Ascertainment of cases and controls
The base cohort included individuals aged 18 years and over registered during the study period (1 January 1998 to 31 December 2019) without a diagnosis of MND at study entry. The study entry date was defined as the latest of any of the following: 18th birthday; date of registration with the practice plus 1 year; date on which the practice computer system was installed plus 1 year or the beginning of the study period (1 January 1998). The cohort was followed up until the earliest of any of the following: the date of MND diagnosis; date of 100th birthday; date of death; date of leaving the practice or the study end date (31 December 2019).
Cases were defined as patients in the study cohort with a new diagnosis of MND on any of the GP record, HES record or ONS death registry during follow-up. The following Read codes were used to identify the cases from the GP records: F152 (MND), F1520 (amyotrophic lateral sclerosis (ALS)), F1521 (progressive muscular atrophy), F1522 (progressive bulbar palsy), F1523 (pseudobulbar palsy), F1524 (primary lateral sclerosis) and F152z (MND not otherwise specified). We also used ICD10 code G122 (MND) to identify further records from HES and ONS death registry.
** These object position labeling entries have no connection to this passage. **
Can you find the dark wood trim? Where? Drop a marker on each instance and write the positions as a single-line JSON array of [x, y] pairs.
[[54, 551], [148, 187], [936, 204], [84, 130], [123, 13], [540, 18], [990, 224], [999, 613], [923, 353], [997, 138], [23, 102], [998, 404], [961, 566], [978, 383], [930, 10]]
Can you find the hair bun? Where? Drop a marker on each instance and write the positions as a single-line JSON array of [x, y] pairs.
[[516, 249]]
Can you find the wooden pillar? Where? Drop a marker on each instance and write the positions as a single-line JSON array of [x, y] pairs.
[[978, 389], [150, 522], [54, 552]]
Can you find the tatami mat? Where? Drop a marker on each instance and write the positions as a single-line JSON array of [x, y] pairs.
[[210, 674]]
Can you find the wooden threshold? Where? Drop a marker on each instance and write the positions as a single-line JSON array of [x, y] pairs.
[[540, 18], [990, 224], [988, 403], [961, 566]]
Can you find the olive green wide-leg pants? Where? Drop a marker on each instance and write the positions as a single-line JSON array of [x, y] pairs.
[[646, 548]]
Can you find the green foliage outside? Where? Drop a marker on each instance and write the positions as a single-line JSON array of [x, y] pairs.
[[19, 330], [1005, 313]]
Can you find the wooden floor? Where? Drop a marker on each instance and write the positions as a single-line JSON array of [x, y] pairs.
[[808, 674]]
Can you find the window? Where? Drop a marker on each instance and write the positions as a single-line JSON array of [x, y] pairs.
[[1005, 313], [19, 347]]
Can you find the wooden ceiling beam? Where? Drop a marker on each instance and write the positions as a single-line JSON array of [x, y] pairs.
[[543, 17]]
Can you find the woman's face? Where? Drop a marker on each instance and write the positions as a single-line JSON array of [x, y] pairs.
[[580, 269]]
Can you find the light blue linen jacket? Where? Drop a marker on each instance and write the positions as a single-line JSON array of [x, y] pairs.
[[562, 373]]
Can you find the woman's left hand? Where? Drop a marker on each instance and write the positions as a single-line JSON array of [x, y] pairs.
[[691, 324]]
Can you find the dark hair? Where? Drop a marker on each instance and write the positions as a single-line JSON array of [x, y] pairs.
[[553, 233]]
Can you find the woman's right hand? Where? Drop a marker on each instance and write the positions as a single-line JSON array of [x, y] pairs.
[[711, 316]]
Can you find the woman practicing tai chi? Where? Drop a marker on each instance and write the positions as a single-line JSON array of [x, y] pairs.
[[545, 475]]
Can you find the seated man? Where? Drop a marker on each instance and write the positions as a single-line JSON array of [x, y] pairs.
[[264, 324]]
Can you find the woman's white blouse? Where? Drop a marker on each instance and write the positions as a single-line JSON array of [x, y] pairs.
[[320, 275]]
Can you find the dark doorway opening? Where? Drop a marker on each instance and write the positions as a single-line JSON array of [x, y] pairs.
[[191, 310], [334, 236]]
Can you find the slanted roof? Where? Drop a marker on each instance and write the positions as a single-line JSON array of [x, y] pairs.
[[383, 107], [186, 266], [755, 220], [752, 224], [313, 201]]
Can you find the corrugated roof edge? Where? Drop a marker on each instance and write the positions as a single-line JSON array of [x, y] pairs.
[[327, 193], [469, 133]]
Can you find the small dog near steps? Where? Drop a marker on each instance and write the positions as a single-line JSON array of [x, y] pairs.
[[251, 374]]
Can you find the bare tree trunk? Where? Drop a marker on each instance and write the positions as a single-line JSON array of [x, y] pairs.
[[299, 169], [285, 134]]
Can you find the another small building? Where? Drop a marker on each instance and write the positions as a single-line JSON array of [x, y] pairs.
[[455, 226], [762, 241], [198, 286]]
Controls were matched to cases by sex, practice, year of birth and calendar year using the incidence density sampling method.6 Each control was allocated an index date which was the date of first MND diagnosis of their matched cases. Each case was matched with up to 10 controls who were alive, registered and without a diagnosis of MND at the index date. Cases and controls were excluded if they had less than 3 years of computerised data available at the index date, to ensure that the data are complete for a minimum of 3 years prior to index date.
Symptoms
Red flag symptoms included clinically recognised symptoms and signs of MND.5 7 The list of existing factors is as following: bulbar features—dysarthria, dysphagia, sialorrhoea or excessive salivation and tongue fasciculations; limb or muscle features—focal weakness, falls, foot drop, muscle wasting, muscle fasciculations or twitching, cramps, sensory impairment and muscle stiffness; respiratory features—orthopnoea, dyspnoea, shortness of breath on exertion, sleep problems, tiredness or fatigue and early morning headache; cognitive features—behavioural change, emotional lability, depression, hallucinations and confusion as well as appetite loss and family history of MND as supporting factors. Additionally, we included potential symptoms such as weight loss, ataxia, dry mouth, heaviness of legs and difficulty climbing stairs, which were identified through literature searches8–10 and a search of Read/SNOMED-CT codes for symptoms recorded prior to diagnosis in a pilot study involving a sample of patients diagnosed with MND in JB’s general practice. These were included because although not directly established signs/symptoms of MND, these may provide valuable information in identifying additional patients who may benefit from neurologist referral in the primary care setting. We also included the following list of conditions to serve as negative controls since these are not usually considered to be associated with MND: diplopia, ptosis, bladder and bowel problems such as incontinence and constipation as well as sexual dysfunction. All symptoms and signs were identified through searches of the GP records via corresponding Read/SNOMED-CT codes. For the primary analyses, only signs and symptoms that were last recorded between 3 months to 5 years prior to the index date were included, as symptoms occurring more than 5 years ago were considered unlikely to be relevant to MND and those recorded less than 3 months prior are likely to be reflective of the average waiting period between specialist referral and formal diagnosis. We also excluded very rare signs and symptoms (defined as <5 ever recorded counts in either cases or controls). Table 1 has a summary of the factors included in the analysis and the source of the information.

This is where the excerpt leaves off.